Heads in some other areas are more upbeat. In Lincolnshire, the overhaul of the children's department has been so complete that there is a new director and three new assistant directors. Yet Barbara Peck, a retired head who now represents local secondary heads for the ASCL, said the reorganisation had engendered greater confidence and self-reliance.

"In the beginning it was difficult for the heads because there was a completely new vision of what services were going to be like," she said. "They felt there was no one there championing the schools. It wasn't clear who was responsible for what, and where to go for help."

That has now changed. Lincolnshire, which was in the vanguard of the movement to give grant-maintained schools freedom to buy services from whomsoever they chose, has seen increasing numbers return to the local- authority fold.

"They have a choice. Some have gone elsewhere, but most are happy with the county's provision," Miss Peck said.

Nobody expected the transition from education departments to children's services to be easy. John Freeman, the joint president of the Association of Directors of Children's Services, described it as an earth-shaking change.

Mr Freeman, the director at Dudley Metropolitan Borough Council, has spent enough time as a science teacher and then a chief education officer to be blunt about teachers' complaints of more distant, inaccessible local authorities.

"We should not be involving ourselves in schools' day-to-day operations," he said. "They should be getting on with the job. The over-supportive relationship of the past has been unwound."

He admits that councils do not have the capacity to deliver the Children's Plan alone - but together with schools, police, and primary care trusts, they can do so.

Mr Freeman expected the plan to present an ambitious and clear focus on prevention and early intervention. "We must ... address problems before they become too difficult.
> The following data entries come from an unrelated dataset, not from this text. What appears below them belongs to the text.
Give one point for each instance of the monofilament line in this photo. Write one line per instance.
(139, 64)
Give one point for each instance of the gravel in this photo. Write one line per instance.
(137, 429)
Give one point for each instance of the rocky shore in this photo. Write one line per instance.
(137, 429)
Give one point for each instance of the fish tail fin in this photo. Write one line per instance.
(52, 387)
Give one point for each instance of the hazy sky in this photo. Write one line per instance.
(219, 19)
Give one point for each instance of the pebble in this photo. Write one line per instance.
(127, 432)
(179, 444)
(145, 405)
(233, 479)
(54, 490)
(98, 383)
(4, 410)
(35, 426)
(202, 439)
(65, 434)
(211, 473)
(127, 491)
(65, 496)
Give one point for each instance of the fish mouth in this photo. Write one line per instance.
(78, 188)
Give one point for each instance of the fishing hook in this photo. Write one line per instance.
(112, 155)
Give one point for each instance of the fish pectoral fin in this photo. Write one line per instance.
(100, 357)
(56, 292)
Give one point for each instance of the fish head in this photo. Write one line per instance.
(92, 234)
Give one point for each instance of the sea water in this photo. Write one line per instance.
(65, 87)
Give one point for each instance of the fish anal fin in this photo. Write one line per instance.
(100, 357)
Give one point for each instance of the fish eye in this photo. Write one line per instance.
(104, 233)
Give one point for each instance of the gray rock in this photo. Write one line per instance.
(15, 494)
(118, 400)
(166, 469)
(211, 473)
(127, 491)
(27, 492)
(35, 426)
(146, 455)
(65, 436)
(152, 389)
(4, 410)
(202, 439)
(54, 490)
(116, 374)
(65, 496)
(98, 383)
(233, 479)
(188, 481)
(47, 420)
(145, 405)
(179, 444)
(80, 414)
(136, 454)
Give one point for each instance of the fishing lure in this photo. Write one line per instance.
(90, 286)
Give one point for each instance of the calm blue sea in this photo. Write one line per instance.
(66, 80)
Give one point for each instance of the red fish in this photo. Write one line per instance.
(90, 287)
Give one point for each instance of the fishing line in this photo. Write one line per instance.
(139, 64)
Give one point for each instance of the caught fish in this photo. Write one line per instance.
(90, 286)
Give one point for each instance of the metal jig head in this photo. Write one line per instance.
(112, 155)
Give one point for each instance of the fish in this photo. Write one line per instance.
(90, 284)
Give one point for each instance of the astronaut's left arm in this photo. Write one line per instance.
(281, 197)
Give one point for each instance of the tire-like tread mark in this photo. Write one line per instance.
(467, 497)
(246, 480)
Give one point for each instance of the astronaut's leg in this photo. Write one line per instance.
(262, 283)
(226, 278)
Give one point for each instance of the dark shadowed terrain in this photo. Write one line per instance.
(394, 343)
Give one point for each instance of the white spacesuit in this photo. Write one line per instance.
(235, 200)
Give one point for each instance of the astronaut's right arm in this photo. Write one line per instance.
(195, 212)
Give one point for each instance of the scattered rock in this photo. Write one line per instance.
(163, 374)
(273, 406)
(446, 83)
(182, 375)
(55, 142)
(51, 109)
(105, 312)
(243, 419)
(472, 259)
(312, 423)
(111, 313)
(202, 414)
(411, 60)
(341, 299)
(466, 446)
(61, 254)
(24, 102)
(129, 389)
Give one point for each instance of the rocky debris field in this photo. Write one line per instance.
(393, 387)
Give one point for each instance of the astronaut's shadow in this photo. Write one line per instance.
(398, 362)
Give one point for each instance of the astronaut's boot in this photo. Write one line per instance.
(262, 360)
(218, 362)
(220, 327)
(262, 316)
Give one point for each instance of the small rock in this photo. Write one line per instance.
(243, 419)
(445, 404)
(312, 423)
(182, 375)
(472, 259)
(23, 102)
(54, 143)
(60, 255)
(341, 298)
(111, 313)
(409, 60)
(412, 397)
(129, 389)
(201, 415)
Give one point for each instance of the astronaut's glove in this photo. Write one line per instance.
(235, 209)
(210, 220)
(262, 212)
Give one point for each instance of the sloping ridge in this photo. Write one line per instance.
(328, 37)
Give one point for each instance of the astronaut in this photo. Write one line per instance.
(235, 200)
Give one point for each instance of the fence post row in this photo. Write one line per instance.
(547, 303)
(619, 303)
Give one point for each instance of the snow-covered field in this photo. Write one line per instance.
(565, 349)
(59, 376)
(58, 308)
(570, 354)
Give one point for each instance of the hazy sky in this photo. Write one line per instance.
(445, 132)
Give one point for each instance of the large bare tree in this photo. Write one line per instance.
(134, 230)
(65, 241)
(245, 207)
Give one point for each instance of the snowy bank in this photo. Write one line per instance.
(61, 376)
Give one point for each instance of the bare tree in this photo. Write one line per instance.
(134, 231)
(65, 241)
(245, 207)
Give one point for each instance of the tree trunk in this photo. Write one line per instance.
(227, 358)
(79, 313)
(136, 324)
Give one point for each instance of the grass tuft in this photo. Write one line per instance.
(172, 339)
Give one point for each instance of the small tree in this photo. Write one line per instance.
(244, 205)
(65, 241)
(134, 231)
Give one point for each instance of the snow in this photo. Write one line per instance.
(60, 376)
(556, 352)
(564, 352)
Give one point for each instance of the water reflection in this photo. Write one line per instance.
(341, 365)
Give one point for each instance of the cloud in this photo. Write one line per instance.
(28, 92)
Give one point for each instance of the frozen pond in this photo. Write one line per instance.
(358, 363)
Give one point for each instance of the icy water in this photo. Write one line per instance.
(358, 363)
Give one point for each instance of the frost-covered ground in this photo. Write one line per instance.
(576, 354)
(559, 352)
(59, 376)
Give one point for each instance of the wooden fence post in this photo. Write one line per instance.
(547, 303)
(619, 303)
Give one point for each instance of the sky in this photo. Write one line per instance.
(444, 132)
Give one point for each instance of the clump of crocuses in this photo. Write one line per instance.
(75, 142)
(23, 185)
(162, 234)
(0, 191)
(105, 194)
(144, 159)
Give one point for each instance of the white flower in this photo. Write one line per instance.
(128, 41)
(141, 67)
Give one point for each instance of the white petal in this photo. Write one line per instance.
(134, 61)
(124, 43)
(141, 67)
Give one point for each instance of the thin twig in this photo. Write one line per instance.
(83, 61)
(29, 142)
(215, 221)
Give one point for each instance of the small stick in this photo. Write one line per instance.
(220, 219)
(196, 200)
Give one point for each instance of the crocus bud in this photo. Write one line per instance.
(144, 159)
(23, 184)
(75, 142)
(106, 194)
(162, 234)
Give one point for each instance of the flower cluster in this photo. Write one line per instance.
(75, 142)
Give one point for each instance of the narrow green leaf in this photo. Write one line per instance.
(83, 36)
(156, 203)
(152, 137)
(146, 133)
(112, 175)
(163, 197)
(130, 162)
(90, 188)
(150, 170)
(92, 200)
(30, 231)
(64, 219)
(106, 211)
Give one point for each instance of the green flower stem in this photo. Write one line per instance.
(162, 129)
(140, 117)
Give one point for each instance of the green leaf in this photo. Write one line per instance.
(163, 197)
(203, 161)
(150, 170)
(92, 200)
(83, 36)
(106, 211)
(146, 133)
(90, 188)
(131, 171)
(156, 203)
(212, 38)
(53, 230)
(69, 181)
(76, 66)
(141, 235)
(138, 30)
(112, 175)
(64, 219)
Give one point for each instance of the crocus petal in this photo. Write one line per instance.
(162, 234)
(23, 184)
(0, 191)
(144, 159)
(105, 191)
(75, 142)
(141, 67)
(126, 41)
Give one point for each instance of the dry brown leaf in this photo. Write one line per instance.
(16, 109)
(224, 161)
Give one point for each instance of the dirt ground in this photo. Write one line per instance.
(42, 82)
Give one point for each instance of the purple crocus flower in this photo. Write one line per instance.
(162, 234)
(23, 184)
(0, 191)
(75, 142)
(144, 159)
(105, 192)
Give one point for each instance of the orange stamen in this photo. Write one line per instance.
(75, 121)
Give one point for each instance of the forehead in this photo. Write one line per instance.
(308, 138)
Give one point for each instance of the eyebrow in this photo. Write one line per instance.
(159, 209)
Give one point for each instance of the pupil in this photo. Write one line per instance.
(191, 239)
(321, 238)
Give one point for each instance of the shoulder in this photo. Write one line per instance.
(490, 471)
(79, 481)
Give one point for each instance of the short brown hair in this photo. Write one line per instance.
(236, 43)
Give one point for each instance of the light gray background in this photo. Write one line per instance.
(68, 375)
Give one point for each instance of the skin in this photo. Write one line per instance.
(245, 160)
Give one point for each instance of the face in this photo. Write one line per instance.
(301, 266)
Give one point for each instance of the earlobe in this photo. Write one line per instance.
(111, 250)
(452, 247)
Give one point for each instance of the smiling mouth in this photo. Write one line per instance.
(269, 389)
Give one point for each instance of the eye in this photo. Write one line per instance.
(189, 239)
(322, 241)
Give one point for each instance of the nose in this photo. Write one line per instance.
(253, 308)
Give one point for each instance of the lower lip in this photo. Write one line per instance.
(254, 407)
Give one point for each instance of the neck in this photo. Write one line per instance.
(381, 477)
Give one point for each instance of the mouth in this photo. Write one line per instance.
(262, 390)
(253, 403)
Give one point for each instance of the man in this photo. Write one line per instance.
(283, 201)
Schools cannot do that on their own," he said.

What councils must provide

All organisations that provide services or work with young people should:

- have senior managers who are committed to children's and young people's well-being and safety;

- be clear about people's responsibilities to safeguard and promote children's and young people's welfare;

- have effective recruitment and human resources procedures, including checking all new staff and volunteers to make sure they are safe to work with children and young people;

- have procedures for dealing with allegations of abuse against members of staff and volunteers;

- make sure staff get training that helps them do their job well;

- have procedures about how to safeguard and promote the welfare of young people;

- have agreements about working with other organisations.

Source: DCSF

In practice

Director with the personal touch

When Ann Baxter (left) was appointed director of children's services, her lack of education experience meant she had difficulty even talking with heads. One mentioned the SHA to her and she thought he was talking about the Strategic Health Authority, not the Secondary Heads Association. Stockton-on-Tees heads asked: "What does she know?"

"Heads were understandably suspicious about someone without a background in education," says the one-time social services director. "I was honest about my lack of knowledge and I've learned a lot."

As a former social worker with deprived children, Ms Baxter quickly won the confidence of the sceptical heads. "In-depth understanding of working with children is important," says the 53-year-old. "It would have been just as relevant to have been a teacher or a nurse. In this integrated culture, we're all children's services."

She oversees 4,500 council officials, social workers and teachers in 82 schools. She meets every head individually every year.

From January, she is dividing Stockton into four geographical quadrants, each with integrated education, health and social services. Rather than being passed between different agencies, children and families should be able to explain their circumstances just once, then have their needs met.

John Morgan, head of Conyers School in Stockton, says heads like their regular talks with Ms Baxter. "That personal touch is appreciated," he says. "Her openness and collaboration engenders trust."